Ultimately, while still in his 20s, the former world champion had to give up competing in the sport he loved.
But, viewing Michael Schumacher’s critical brain injuries through the prism of his own, Albrecht knows his own luck held “when I came back as a nearly normal guy.”
Doctors for the Formula One great say that his condition remains too fragile to think beyond his immediate survival.

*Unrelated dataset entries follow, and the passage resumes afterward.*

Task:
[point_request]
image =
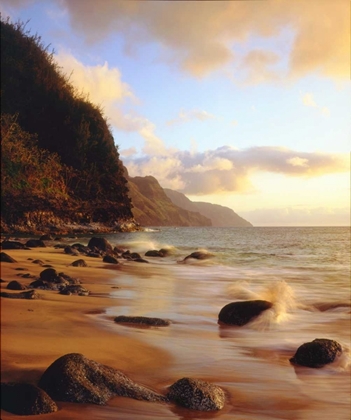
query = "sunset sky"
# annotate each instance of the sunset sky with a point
(240, 103)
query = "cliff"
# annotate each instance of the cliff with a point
(219, 215)
(152, 207)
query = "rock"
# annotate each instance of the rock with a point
(240, 313)
(13, 245)
(74, 289)
(75, 378)
(40, 262)
(35, 243)
(100, 243)
(198, 255)
(25, 399)
(49, 274)
(197, 394)
(142, 320)
(110, 259)
(31, 294)
(15, 285)
(79, 263)
(317, 353)
(46, 237)
(6, 258)
(154, 253)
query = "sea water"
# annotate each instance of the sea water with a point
(303, 271)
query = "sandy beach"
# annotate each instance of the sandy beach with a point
(34, 333)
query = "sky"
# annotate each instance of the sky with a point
(245, 104)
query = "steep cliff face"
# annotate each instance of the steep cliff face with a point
(219, 215)
(152, 207)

Those who recover from severe brain trauma are in the minority, according to one member of the team treating Schumacher at Grenoble University Hospital after he fell Sunday while skiing and struck a rock, cracking his helmet.
Dr. Jean-Francois Payen, the hospital’s chief of intensive care, told BFM-TV that medical literature puts that recovery rate at 40-to-45 percent of patients.
“But, once again, these are statistics,” Payen said. “And me, I don’t work with statistics. I work with patients. So we’re going to work” on Schumacher.
Schumacher’s doctors said Tuesday that the seven-time F1 champion remained gravely ill, although his condition improved slightly. He underwent surgery for a second time to remove bleeding in the left side of his brain.
“I know what it is and how serious the problem is,” Albrecht said. “Now we know he has a brain injury so you never know what happens next. I think I was a little lucky when I came back as a nearly normal guy. But it needs a long, long time.”
The Swiss ski team doctor who worked with Albrecht said a key difference is that Schumacher’s case is complicated by the bleeding.
“(Dani) had no bleeding, it was a concussion. When you have bleeding, the question there is, ‘Is it possible to do (treat) it fast so that you don’t have too much damage?’ ” Dr. Hans Spring said.
Nearly five years ago, Albrecht was the 25-year-old rising star of an improving Swiss Alpine team. As reigning world champion in the super-combined, he was a potential medalist at the 2010 Vancouver Olympics in the event won by American Bode Miller.
In Austria, while training for the storied downhill race at Kitzbuehel, Austria, Albrecht flew 40 feet in the air off the final jump, landed on his back and was thrust forward on his face before sliding to a halt.